Both Napolitano and President Obama mentioned immigration in their official statements on the changes at DHS, and both used similar language charged with the politics of the ongoing debate in Washington.
"The Department has improved the safety of travelers; implemented smart steps that make our immigration system more fair and focused while deploying record resources to protect our nation's borders," Napolitano wrote in her statement announcing her departure.
Obama's statement had very similar language.
"Since day one, Janet has led my administration's effort to secure our borders, deploying a historic number of resources, while also taking steps to make our immigration system fairer and more consistent with our values," Obama said.
Though contained in the boilerplate language of most resignation day statements, the lines about immigration were a clear statement to Republican opponents of comprehensive reform who are threatening to kill any chances of it passing in the House this year. Anti-reform hardliners have said they don't trust Obama to implement new border security plans without having a "trigger" that forces him to do it before a pathway to citizenship for undocumented immigrants opens up. Many opponents don't want a pathway in any case, but saying they don't "trust" Obama with border security has proven a winner with the Republican base.
At the same time, the president enjoyed overwhelming support from the Latino community in the last election thanks in part to his unilateral implementation of a DREAM Act-like policy preventing the deportation of young people brought to the United States as children by their undocumented parents. House Republicans have voted to reverse that policy and once again deport so-called DREAMers.

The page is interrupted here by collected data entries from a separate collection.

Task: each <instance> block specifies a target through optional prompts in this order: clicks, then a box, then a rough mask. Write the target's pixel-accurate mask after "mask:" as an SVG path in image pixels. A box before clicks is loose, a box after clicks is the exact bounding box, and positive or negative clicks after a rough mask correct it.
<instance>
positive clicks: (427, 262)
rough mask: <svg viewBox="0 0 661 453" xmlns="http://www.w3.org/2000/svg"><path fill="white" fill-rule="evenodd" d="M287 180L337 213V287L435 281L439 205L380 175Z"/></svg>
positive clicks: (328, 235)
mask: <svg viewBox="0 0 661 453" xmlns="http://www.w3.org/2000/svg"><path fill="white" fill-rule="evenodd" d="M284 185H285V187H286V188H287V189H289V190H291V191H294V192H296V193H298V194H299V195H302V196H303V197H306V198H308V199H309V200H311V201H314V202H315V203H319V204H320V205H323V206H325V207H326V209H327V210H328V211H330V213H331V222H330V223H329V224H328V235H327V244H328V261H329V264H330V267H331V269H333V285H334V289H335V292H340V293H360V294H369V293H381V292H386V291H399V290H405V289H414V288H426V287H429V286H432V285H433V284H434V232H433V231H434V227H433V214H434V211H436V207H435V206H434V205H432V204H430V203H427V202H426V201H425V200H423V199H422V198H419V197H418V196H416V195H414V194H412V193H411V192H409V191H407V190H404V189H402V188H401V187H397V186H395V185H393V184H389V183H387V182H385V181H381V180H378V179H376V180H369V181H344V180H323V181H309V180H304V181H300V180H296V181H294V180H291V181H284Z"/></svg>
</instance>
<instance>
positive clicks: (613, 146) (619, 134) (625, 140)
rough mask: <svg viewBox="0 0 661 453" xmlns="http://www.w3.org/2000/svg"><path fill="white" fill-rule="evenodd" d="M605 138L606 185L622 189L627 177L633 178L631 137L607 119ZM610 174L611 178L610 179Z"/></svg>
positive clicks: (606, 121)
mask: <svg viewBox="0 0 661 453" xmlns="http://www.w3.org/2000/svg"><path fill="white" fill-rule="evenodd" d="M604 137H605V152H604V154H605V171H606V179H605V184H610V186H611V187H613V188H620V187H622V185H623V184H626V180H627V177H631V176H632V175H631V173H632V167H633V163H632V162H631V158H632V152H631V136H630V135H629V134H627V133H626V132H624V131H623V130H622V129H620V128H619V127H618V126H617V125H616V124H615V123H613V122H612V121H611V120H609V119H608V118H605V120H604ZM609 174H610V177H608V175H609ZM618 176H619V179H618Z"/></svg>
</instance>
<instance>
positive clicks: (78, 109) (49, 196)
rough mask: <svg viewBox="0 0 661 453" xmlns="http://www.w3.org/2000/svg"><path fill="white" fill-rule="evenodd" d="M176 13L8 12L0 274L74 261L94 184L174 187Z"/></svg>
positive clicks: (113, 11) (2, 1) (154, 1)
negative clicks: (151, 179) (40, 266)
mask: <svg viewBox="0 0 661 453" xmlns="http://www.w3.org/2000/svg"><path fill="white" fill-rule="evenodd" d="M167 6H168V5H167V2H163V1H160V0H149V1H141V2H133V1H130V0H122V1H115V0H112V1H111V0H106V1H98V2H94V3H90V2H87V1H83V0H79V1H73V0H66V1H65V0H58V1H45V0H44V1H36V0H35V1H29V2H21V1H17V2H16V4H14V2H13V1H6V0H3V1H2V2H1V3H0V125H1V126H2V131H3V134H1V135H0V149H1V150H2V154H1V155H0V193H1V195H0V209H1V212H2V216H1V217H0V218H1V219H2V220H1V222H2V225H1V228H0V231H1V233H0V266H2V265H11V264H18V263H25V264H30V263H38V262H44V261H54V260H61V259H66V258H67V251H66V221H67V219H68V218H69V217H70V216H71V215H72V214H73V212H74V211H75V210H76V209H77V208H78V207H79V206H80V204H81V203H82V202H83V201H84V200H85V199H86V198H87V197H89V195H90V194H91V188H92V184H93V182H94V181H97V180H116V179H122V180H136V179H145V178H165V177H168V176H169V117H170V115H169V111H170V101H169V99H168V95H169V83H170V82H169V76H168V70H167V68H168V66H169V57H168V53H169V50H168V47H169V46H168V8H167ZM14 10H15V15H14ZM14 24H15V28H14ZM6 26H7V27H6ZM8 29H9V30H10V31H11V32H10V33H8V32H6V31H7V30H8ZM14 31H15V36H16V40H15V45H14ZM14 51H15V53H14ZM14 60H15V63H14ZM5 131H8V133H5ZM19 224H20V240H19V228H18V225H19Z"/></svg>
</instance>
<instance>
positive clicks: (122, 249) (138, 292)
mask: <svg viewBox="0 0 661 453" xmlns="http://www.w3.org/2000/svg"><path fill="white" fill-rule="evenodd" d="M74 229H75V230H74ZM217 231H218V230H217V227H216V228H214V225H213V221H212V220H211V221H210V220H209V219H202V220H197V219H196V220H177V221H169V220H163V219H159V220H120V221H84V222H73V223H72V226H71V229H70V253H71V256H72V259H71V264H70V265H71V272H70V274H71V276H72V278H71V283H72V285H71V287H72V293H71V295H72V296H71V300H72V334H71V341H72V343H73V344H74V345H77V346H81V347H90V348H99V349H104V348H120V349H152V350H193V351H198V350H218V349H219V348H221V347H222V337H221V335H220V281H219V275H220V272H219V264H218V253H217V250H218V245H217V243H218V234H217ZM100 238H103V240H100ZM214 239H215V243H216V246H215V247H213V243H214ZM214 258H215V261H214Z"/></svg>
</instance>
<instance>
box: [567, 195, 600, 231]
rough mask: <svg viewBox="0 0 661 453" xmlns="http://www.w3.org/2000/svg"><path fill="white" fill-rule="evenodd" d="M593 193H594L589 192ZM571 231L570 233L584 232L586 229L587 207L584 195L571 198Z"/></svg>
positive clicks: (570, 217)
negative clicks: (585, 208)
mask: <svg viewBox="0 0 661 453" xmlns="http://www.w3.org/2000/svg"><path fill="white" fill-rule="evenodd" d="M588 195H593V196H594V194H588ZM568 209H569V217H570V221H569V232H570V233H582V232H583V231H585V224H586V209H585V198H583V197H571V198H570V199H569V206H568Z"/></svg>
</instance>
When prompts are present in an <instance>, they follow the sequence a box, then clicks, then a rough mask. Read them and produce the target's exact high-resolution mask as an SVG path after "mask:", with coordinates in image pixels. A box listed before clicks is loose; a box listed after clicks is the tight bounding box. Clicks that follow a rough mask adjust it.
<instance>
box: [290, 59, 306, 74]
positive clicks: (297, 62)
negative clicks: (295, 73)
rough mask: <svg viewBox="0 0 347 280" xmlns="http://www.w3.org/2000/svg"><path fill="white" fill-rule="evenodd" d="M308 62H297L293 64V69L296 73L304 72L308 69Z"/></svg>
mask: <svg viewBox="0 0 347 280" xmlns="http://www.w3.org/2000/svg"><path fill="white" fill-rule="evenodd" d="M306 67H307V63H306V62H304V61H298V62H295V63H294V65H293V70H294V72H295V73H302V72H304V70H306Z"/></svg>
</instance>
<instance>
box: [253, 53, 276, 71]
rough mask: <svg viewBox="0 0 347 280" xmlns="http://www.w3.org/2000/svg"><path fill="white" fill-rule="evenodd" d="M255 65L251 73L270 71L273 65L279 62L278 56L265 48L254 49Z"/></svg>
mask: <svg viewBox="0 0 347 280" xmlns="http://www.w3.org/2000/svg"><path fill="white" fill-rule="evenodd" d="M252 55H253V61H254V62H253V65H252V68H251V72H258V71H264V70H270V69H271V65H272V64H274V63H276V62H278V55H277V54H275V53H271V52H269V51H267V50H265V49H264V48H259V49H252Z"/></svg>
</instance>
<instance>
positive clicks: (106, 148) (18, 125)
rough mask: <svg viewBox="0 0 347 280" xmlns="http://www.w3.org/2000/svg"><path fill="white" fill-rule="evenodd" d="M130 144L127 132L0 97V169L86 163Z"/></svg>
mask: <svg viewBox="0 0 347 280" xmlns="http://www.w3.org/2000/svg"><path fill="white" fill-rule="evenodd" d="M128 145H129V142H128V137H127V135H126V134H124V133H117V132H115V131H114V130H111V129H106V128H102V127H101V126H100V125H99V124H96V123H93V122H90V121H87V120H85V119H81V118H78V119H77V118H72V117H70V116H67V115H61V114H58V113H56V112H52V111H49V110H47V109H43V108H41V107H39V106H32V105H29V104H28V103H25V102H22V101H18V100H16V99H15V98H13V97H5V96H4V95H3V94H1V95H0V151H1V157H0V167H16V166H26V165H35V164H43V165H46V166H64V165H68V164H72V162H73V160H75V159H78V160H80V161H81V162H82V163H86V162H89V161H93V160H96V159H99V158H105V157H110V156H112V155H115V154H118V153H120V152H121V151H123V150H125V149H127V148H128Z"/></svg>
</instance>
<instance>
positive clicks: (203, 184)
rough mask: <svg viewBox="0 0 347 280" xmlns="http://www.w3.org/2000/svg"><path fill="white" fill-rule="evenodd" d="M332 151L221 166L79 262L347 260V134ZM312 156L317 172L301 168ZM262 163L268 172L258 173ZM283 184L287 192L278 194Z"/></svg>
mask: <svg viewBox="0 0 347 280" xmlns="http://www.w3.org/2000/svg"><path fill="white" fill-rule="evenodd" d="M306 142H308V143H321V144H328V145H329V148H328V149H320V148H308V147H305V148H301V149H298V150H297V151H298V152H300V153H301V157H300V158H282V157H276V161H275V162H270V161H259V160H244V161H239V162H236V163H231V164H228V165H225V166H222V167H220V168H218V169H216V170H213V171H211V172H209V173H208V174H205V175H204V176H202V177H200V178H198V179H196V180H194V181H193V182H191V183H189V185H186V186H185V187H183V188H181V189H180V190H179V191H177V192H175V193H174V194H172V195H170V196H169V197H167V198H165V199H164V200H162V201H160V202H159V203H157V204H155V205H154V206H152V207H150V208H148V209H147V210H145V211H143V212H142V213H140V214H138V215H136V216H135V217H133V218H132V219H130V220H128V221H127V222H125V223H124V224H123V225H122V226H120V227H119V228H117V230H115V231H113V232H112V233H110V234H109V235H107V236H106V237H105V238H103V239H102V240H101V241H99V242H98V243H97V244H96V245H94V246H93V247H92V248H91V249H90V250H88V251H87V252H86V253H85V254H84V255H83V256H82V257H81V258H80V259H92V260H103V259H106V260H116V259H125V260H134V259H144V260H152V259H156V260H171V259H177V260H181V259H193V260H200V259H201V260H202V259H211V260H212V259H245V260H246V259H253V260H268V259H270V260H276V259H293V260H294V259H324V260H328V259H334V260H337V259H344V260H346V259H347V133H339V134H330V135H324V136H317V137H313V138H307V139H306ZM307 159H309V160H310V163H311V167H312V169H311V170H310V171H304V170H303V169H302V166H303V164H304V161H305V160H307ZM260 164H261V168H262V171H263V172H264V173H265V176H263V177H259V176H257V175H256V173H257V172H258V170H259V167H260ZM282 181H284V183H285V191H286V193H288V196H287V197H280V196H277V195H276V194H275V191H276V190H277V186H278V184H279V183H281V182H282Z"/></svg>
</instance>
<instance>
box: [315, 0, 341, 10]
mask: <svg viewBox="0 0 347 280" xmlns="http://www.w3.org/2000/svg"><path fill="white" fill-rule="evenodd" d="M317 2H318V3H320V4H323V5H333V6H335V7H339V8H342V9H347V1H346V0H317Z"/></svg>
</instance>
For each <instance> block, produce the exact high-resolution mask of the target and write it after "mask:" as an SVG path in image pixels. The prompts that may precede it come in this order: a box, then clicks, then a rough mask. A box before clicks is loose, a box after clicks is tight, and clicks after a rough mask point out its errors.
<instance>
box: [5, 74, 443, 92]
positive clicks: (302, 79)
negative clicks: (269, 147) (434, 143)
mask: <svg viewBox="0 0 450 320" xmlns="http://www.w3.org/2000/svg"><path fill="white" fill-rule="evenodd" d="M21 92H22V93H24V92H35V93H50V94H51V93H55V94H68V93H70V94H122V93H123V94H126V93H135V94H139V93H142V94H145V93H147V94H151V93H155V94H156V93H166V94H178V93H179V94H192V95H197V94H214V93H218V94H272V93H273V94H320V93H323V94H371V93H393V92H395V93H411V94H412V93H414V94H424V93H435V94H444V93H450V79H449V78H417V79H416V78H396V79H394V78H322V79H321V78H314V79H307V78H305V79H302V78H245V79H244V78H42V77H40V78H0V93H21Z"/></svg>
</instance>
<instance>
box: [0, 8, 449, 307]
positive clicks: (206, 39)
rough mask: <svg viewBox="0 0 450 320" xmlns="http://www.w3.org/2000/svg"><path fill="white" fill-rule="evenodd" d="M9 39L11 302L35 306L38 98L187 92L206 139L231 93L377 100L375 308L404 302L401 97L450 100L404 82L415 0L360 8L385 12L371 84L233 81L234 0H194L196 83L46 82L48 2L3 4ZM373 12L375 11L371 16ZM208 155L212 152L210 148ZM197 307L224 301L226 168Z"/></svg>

Polls have shown a majority of Americans support the DREAM Act as well as immigration reform similar to the bill passed in the Senate. The White House has long said Obama is on the right side of this debate – that's where the "mak[ing] our immigration system fairer and more consistent with our values" comes in.
Senate hearings after Obama announces Napolitano's replacement will no doubt feature a lot of talk about immigration reform. The White House started making it's case before Napolitano had formally left her position.